Until about a year ago I worked (professionally) on a huge project – over 50 coders, several sub-projects that had to be connected to a final one, it was web-based so it came with a huge mess of Java files, web pages, JSP and whatever. To build the project, we had an Ant file smaller than what they have in the most basic C++ projects, and it was all in human-readable XML full of comments about what each part does. Not that it wasn’t a huge mess, but every piece of the mess was added for a specific, documented reason. It also failed quite often – when something important in the project changed, when someone new tried to run it, when Jupiter aligned improperly with Mars. But even without being an Ant expert, you could open the file and see what was going on there, and search for the problem.
Just to be clear – I’m not saying those projects are doing something bad, and some other way is necessarily better.
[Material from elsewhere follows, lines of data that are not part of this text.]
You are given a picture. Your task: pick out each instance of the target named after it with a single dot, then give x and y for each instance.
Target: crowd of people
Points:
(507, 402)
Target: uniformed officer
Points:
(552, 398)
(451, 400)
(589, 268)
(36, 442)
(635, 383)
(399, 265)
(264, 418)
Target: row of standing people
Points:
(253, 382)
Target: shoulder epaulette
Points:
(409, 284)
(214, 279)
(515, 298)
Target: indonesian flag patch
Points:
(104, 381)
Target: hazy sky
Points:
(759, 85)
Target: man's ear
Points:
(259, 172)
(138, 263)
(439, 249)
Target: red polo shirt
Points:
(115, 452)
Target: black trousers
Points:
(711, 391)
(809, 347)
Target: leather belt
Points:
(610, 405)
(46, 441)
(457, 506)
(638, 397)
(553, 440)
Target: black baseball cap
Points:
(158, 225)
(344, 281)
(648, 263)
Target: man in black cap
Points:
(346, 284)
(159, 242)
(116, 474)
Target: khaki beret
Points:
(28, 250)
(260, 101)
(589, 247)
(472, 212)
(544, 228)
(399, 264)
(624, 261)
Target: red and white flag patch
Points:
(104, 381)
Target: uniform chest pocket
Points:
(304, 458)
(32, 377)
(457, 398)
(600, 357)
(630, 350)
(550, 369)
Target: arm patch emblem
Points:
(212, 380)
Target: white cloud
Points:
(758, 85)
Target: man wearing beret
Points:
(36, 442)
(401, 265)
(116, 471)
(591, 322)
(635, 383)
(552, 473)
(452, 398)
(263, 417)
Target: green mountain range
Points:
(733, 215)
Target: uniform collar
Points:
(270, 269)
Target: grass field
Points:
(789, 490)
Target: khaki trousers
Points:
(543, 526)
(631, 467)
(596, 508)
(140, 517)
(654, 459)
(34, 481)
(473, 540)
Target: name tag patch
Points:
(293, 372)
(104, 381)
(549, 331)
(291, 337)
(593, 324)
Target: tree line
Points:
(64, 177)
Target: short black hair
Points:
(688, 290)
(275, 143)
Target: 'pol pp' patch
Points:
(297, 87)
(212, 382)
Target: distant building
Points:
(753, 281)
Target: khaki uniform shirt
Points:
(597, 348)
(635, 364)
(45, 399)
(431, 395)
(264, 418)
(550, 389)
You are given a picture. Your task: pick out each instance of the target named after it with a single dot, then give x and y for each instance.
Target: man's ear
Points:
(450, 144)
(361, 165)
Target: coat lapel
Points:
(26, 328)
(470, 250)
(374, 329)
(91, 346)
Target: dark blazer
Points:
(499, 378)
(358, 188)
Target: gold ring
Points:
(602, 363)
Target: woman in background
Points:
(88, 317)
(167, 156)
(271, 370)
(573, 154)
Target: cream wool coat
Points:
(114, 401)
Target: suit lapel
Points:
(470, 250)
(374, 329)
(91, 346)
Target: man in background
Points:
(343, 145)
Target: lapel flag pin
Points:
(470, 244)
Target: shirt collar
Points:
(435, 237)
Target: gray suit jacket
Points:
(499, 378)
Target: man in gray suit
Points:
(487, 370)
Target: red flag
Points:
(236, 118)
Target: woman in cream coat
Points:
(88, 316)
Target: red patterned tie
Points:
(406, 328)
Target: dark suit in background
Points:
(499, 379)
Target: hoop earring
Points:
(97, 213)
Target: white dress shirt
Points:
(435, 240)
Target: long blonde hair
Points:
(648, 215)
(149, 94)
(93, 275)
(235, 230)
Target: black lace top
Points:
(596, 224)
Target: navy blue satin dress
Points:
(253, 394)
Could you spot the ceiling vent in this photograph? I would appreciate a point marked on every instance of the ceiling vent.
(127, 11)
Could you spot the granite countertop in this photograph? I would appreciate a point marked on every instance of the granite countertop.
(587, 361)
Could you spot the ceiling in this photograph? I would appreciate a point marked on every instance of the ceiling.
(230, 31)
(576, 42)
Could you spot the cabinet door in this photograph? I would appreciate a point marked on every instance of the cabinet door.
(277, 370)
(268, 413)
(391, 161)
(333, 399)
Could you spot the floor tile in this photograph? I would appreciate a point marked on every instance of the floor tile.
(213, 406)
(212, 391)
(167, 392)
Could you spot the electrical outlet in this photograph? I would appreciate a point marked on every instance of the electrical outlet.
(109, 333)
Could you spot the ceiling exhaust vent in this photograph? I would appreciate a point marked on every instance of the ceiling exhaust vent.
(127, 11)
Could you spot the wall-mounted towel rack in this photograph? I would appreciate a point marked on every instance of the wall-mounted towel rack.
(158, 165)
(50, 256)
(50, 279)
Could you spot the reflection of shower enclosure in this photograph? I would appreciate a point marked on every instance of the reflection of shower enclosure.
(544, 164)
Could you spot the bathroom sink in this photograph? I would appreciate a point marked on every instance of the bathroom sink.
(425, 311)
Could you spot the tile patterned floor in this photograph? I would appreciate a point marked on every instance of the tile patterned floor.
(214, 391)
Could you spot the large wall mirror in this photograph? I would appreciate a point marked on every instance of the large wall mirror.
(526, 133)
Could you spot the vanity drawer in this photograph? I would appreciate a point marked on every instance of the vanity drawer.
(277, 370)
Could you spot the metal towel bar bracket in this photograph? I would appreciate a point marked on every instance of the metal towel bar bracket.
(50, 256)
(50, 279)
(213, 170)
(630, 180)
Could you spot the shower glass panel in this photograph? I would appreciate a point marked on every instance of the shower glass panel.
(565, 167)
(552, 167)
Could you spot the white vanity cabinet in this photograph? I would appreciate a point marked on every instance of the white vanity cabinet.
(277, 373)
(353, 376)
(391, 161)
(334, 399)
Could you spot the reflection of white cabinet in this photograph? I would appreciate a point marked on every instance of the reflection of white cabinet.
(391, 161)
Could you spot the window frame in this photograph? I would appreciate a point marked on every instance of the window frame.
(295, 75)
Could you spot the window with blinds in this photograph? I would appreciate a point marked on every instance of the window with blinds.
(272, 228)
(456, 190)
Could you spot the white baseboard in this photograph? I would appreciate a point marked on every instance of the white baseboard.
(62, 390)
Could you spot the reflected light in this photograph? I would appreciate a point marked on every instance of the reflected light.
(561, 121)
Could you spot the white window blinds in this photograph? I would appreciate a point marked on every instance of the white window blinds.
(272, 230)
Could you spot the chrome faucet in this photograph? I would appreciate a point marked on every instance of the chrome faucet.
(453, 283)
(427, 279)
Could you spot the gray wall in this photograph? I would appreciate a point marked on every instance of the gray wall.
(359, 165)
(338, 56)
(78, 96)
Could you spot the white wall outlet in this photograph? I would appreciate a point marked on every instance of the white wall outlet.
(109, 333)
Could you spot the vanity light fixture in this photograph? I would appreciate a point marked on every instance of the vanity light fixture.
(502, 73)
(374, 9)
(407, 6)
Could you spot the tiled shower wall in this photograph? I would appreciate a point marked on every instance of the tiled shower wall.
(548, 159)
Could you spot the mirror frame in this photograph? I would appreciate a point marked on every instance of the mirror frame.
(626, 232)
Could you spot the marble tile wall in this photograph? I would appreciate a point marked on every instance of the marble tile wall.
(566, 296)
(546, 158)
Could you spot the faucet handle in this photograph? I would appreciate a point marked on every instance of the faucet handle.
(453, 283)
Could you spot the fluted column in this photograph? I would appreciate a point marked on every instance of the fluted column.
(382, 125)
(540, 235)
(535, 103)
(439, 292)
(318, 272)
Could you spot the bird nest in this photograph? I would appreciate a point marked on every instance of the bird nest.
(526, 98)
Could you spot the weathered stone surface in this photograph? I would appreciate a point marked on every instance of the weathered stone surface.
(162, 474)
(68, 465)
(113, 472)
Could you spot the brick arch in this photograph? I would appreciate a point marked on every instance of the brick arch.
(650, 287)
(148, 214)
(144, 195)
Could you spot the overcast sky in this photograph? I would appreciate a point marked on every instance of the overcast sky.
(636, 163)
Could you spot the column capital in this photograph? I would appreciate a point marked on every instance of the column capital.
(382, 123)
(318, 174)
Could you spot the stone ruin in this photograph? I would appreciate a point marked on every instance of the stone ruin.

What I’m saying is that for me, and I’m guessing it’s also for many other people who are not crazy about Unix design philosophies, this is a significant barrier from getting into projects like these.
So, in conclusion – I now have a C++ compiler, but I don’t know if I’m going to do anything with it. Maybe I’ll study the inner workings of makefiles and build processes until things will actually work, or maybe I’ll just keep working in Java and live in a parallel universe to most of the open source world. Either way, one thing is certain – I used Linux before and I might use it again, but I’m definitely not a subscriber to the Linux philosophy.
[1] Or two, or three – makefile also has a little brother called autoconf, and I think there was something additional sometimes.
[2] Which, by the way, starts with a “warnings” section, including the fact that it might destroy your computer and you should do it on a virtual machine.